Acquisition d’entreprise : Les principaux pièges à éviter
Événements Les Affaires|Publié le 05 avril 2019Plusieurs choses peuvent mal tourner lors d’une fusion ou d’une acquisition. Quelles sont les principales causes d’échec? Les erreurs à éviter? Comment réduire les risques? Des entrepreneurs et des experts discuteront de ces questions lors de la conférence Fusions et acquisitions, présentée par les Événements Les Affaires le 4 juin prochain à Montréal. Stéphane Drouin, président de la firme-conseil Groupe C, témoigne dans cette entrevue de son expérience en la matière.
Y a-t-il un problème qui revient souvent lors des acquisitions?

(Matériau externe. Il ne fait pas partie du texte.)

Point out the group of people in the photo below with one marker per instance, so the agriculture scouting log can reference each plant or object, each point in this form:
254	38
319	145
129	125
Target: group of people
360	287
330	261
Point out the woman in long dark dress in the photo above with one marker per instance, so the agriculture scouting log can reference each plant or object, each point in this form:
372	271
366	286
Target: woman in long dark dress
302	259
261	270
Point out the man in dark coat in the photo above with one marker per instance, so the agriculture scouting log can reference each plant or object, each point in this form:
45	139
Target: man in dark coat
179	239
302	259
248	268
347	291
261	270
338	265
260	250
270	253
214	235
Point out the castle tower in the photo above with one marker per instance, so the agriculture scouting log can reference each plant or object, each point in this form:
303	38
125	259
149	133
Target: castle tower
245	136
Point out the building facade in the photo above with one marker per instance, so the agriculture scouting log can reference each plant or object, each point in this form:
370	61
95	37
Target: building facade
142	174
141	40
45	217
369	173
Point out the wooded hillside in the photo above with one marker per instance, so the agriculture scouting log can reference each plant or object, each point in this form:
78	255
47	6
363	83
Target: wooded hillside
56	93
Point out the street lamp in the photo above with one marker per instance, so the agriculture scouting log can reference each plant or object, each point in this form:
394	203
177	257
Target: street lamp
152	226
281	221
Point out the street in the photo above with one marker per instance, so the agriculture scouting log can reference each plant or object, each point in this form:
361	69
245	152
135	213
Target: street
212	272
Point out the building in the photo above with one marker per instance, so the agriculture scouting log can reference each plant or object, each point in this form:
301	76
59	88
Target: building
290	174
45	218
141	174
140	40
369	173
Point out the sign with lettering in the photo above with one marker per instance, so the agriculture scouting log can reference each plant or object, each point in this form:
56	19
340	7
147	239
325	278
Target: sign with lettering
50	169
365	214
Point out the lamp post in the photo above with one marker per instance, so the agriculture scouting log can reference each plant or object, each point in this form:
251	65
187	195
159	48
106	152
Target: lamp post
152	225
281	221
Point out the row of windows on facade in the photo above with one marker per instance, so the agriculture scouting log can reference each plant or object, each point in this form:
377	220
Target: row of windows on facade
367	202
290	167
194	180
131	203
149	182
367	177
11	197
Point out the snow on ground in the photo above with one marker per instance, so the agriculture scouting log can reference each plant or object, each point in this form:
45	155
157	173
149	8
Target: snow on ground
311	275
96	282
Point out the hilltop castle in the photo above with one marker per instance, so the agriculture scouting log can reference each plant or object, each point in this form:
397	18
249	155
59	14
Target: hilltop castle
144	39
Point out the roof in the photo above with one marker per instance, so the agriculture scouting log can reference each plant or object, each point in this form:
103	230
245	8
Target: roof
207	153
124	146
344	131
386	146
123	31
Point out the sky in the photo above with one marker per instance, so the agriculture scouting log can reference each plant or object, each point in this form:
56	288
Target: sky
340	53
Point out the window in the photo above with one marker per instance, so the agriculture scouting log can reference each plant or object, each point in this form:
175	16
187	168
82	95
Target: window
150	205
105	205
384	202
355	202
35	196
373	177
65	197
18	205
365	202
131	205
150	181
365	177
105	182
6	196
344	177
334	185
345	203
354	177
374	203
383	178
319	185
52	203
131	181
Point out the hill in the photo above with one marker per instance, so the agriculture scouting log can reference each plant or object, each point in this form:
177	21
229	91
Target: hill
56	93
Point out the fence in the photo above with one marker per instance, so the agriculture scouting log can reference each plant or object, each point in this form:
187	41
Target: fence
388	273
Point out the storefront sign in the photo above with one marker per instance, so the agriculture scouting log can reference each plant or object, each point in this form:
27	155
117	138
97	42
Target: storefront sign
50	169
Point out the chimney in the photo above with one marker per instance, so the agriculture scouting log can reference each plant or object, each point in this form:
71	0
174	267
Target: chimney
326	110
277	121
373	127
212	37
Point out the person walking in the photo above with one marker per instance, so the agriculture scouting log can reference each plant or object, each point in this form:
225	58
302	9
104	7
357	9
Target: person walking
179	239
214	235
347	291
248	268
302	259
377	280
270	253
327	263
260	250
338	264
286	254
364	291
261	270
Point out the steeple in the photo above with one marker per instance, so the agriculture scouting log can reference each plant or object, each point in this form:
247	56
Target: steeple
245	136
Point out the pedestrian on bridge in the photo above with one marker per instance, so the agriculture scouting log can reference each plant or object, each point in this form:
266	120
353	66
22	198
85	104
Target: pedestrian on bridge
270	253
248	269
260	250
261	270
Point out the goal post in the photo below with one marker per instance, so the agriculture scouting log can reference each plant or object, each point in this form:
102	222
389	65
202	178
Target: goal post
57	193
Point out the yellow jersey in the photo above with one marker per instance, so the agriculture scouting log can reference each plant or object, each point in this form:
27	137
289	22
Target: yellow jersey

Stéphane Drouin : L’écart entre la valeur réelle de l’entreprise et la valeur émotive que lui confère le vendeur est une des principales causes d’échec. Cela peut faire déraper une transaction. Même devant des arguments rationnels, certains vendeurs continuent de s’accrocher au prix que leur entreprise vaut à leurs yeux. Et il est très difficile pour les acquéreurs de les ramener vers un prix plus réaliste. Dans cette situation, la meilleure chose est de demander au vendeur de faire évaluer son entreprise par ses propres conseillers financiers, s’il ne l’a pas déjà fait. Il faut dire aussi que lorsqu’un vendeur n’est pas capable de départager la valeur émotive de son entreprise de sa valeur réelle, c’est peut-être qu’il n’est pas prêt à vendre.
Quel autre écueil voyez-vous ?
S.D. : Souvent, le vendeur et l’acquéreur s’entendent verbalement sur certains aspects. Ensuite, les comptables et les avocats entrent dans le dossier et sont mal à l’aise avec certains points. Ils veulent tellement protéger leur client qu’il ne s’agit plus d’une situation gagnant-gagnant. Les professionnels jouent un rôle essentiel dans les transactions. Mais ils doivent faire en sorte que les deux parties en ressortent gagnantes.
À quoi faut-il porter le plus attention quand on veut acheter une entreprise?
S.D. : Il faut comprendre les intentions du vendeur et le contexte dans lequel il se trouve. Pourquoi vend-il son entreprise? Est-il vraiment déterminé à vendre ou est-il plutôt dans un mode d’exploration? Il est important aussi de savoir si d’autres acquéreurs potentiels sont dans le portrait. Il y a des acheteurs qui omettent de s’en informer et qui se retrouvent à faire office de faire-valoir pour faire grimper les enchères. C’est une situation qui survient plus souvent lorsqu’un des acheteurs est un particulier et l’autre, une entreprise. J’ai vu des acquéreurs qui étaient convaincus de signer pour réaliser à la dernière minute qu’on s’était servi d’eux.
Une erreur à éviter à tout prix?
S.D. : Tomber en amour avec l’entreprise qu’on veut acheter est le plus grand danger qui guette l’acquéreur. Comme il porte des lunettes roses, il ne pose pas les bonnes questions. Il n’entend pas ce qu’il ne veut pas entendre et il n’approfondit pas ce qui devrait l’être. Il faut avoir l’attitude inverse et chercher toutes les raisons pour lesquelles on ne devrait pas réaliser cette transaction.
Quelle bonne pratique suggérez-vous aux acheteurs?
S.D. : Pour les aider dans leur décision, je leur suggère de faire un tableau de quatre colonnes. Dans la première, ils inscrivent les faits et les chiffres. Dans la seconde, ils notent ce que leur comptable, leur avocat, leurs collègues, leurs associés et d’autres membres de leur entourage disent de cette transaction. La troisième colonne renferme ce qu’ils pensent de ce dossier en tant qu’acheteurs, mais de la façon la plus rationnelle possible. Pour finir, ils écrivent ce qu’ils ressentent, ce que leur petite voix intérieure leur dit.
Que faire si notre petite voix nous fait hésiter alors que tout le reste semble beau?
S.D. : Il faut l’entendre comme une sonnette d’alarme et essayer de comprendre pourquoi on a ce sentiment. Il y a peut-être une roche qu’on n’a pas soulevée. Il faut réviser le dossier, poser d’autres questions. Parfois, il vaut mieux manquer ce qui semble une bonne affaire que de conclure une transaction alors qu’on a un doute.